Я познакомился с ним вскоре по окончании им курса в медико-хирургической академии. Его плащ, или по-тогдашнему альмавива, не походил на плащ Гарольда (упоминаемый в первой книге Евгения Онегина): верх его был зеленый, а подкладка алая, подобно тому, в каком являлся горный дух волшебному стрелку (в опере Вебера), почему мы и прозвали его асмодеем. Смех его походил на грохот, изумлявший присутствующих, хотя и напрасно: смеяться не грешно над тем, что есть смешно; во всяком случае, он искреннее, следовательно, лучше сдержанного хихиканья или кислой, вялой улыбки. Он говорил своим близким знакомым «ты», а не «вы», потому что первое слово естественно и сердечно: в спорах часто останавливал противника восклицаниями: «Вздор, врешь», минуя околичности и смягчения, в роде: «Извините, это, кажется, неправда». К чему оговорка кажется, когда дело ясно как день, и для чего извиняться в том, в чем нет ни малейшей вины? Мнения свои Кетчер выражал без утайки, громко и точно, не прибегая к ограничениям и уклончивости.

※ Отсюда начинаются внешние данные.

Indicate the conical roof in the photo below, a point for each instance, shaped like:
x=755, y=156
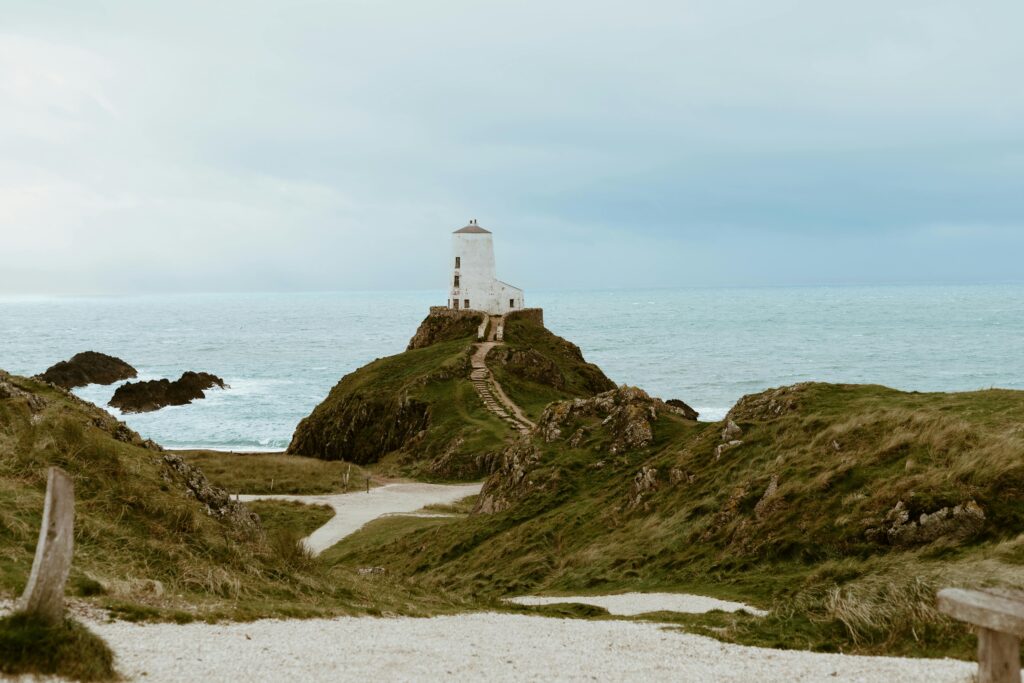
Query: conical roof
x=472, y=228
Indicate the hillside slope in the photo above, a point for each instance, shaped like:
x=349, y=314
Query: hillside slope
x=420, y=408
x=153, y=539
x=841, y=508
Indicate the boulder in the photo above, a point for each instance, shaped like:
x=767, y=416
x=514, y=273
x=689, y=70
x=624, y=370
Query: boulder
x=217, y=501
x=88, y=368
x=627, y=415
x=155, y=394
x=644, y=483
x=956, y=523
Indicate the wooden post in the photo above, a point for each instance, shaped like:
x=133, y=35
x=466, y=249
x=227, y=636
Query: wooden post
x=998, y=656
x=43, y=595
x=999, y=619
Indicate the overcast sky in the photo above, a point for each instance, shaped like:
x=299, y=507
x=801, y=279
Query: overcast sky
x=330, y=145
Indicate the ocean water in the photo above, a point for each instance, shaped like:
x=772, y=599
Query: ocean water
x=281, y=353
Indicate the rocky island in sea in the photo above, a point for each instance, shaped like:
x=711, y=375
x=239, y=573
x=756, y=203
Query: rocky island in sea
x=155, y=394
x=88, y=368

Он мог ошибаться, но умышленно искажать то, что ему думалось и что он признавал истиной, он считал великою подлостью, тяжким грехом».
Легенда о архимосквиче Кетчере подпитывалась его гастрономическими пристрастиями, реализуемыми в кофейне. Если другие пили кофе, то он в летний день лакомился мороженым. Половые уже знали, что принести ему после, – кусок ветчины. Александр Герцен объяснял это так: «Чему же вы, господа, удивляетесь? Разве вы не видите, что Николай Христофорович – отличный хозяин: он сначала набьет свой погреб льдом, а потом начинает класть в него съестное».

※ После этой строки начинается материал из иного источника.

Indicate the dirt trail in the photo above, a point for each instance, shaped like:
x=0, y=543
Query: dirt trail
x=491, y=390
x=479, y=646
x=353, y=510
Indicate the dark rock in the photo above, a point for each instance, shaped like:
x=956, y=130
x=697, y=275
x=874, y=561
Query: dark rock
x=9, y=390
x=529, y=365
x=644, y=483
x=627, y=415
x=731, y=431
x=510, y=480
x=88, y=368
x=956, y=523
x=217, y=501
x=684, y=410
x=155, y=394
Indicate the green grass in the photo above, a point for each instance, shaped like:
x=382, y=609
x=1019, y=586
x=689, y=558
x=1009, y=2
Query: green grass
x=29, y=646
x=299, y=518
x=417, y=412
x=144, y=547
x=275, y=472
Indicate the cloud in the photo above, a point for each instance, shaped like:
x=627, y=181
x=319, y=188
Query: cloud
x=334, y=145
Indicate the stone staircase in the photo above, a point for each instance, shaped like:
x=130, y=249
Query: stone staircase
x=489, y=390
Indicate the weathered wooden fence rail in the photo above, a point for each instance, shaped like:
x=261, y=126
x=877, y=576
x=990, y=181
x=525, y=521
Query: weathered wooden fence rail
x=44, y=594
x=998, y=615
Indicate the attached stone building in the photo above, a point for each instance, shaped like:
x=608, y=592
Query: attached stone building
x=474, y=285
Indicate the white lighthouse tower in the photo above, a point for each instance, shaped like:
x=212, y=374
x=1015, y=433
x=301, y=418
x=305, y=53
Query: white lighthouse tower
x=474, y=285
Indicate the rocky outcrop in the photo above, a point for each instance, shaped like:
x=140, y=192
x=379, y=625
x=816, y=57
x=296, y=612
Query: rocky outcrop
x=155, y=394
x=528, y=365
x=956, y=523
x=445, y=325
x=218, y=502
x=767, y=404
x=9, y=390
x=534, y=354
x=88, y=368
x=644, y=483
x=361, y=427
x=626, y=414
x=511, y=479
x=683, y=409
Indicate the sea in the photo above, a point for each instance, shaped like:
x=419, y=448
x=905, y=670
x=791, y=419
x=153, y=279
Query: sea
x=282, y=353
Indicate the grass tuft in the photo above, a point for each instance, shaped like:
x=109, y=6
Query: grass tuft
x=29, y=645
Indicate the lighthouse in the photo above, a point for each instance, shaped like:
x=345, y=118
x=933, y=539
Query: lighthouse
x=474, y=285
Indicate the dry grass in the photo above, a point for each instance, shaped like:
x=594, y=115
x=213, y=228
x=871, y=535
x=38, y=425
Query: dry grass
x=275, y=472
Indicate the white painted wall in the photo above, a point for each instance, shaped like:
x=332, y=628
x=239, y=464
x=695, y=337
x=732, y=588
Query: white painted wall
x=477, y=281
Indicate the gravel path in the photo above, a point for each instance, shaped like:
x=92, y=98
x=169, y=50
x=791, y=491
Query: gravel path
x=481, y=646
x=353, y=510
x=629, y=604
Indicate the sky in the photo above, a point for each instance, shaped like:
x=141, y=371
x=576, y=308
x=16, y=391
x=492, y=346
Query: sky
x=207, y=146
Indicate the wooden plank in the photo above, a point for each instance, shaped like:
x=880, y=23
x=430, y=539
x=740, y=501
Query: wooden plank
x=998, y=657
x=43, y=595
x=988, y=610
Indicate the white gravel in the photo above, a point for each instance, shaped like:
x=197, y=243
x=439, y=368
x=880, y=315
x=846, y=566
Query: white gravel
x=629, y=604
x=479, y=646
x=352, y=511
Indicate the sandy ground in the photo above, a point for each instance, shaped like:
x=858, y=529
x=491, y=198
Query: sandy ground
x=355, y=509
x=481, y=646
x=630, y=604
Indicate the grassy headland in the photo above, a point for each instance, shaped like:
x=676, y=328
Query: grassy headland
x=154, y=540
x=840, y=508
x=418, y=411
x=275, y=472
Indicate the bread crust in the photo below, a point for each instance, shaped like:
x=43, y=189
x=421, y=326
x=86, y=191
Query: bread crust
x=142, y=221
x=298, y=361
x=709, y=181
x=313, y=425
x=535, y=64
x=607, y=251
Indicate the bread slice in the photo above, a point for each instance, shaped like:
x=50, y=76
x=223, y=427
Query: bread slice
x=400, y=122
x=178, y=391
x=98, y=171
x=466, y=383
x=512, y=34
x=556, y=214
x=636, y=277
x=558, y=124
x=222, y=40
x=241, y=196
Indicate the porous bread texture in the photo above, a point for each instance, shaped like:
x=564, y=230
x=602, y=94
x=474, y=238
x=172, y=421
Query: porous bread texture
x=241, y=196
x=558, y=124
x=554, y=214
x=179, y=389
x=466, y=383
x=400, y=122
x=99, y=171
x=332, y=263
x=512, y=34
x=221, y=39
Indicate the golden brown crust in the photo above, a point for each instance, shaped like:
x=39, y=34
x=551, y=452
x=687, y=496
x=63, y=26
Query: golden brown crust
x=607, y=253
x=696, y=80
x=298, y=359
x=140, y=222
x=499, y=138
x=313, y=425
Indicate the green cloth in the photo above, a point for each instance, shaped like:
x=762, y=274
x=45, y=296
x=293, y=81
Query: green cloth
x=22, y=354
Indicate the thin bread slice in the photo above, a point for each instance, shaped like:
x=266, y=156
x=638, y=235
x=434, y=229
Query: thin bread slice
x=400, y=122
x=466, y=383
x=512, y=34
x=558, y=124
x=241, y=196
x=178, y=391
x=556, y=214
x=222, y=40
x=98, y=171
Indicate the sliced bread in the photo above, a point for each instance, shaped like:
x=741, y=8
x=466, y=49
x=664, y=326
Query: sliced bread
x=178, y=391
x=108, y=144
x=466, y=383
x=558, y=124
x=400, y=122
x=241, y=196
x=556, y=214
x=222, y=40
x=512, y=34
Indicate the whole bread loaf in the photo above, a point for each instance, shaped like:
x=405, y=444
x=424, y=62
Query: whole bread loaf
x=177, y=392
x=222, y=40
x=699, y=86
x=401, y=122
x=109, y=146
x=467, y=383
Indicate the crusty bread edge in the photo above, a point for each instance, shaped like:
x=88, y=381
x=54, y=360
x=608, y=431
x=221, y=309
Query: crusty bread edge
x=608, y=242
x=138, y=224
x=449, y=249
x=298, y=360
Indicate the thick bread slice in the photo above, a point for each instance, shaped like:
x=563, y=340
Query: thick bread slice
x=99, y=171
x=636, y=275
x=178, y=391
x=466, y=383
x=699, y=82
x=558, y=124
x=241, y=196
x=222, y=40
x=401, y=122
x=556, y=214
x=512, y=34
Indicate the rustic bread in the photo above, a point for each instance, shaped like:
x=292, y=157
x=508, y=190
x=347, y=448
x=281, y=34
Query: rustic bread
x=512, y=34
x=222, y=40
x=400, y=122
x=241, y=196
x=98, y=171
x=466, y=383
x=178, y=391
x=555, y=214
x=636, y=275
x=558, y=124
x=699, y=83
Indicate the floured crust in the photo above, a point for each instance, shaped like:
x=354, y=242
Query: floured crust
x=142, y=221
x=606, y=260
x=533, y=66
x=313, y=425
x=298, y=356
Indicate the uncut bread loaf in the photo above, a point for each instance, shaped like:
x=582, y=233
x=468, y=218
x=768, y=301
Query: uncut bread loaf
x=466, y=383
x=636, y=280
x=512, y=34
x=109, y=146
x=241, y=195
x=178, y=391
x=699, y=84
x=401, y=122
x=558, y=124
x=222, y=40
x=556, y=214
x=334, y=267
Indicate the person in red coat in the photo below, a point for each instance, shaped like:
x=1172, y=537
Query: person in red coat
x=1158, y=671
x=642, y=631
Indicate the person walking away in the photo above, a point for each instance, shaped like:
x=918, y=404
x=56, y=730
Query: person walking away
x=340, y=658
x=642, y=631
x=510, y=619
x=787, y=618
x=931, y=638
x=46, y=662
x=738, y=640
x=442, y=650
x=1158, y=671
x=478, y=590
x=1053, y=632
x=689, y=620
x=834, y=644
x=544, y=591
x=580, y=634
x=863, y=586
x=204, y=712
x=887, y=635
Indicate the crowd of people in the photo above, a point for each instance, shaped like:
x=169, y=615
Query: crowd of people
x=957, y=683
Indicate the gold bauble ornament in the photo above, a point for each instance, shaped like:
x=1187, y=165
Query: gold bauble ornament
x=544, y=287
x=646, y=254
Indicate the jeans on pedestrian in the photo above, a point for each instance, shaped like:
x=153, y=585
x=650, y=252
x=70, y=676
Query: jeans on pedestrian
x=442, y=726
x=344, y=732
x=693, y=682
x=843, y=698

Как-то Кетчер узнал, что среди посетителей кофейни есть молодой преподаватель истории по фамилии Нежданов. И все бы ничего, но настоящая фамилия его была Жданов, как и его отца – цирюльника. Стыдясь профессии своего папаши, молодой человек взял и переменил себе фамилию на Нежданов. Естественно, что это могло не затронуть чувствительную натуру Кетчера, который при каждой встрече с Неждановым как можно громче спрашивал: «Здравствуй, Жданов! Здоров ли твой отец?» – заставляя его краснеть. В итоге Кетчер чуть было не сжил со свету неблагодарного отщепенца, тот и носу не совал в кофейню.
Был и такой случай. В кофейне разгорелась ссора между театральным музыкантом Щепиным и наглым заезжим офицером-бретером. Дело шло к дуэли. Кетчер, видя несправедливость, вмешался и, буквально взяв обидчика за шкирку, спустил его с лестницы. А ведь он и сам мог пострадать.
В четвертой части своего романа «Былое и думы» Герцен увековечил Кетчера и любимую ими кофейню: «Мне приходится говорить о Кетчере опять, и на этот раз гораздо подробнее. Возвратившись из ссылки, я застал его по-прежнему в Москве. Он, впрочем, до того сросся и сжился с Москвой, что я не могу себе представить Москву без него или его в каком-нибудь другом городе. Как-то он попробовал перебраться в Петербург, но не выдержал шести месяцев, бросил свое место и снова явился на берега Неглинной, в кофейной Бажанова проповедовать вольный образ мыслей офицерам, играющим на бильярде, поучать актеров драматическому искусству, переводить Шекспира и любить до притеснения прежних друзей своих. Правда, теперь у него был и новый круг, то есть круг Белинского, Бакунина; но хотя он их и поучал денно и нощно, но душою и сердцем все же держался нас».
Николаю Кетчеру повезло – в ту пору, когда Москву в начале 1990-х захлестнула волна переименований, улицы в честь его друзей – Герцена и Огарева – исчезли с лица земли, а вот Кетчерская улица в Вишняках осталась!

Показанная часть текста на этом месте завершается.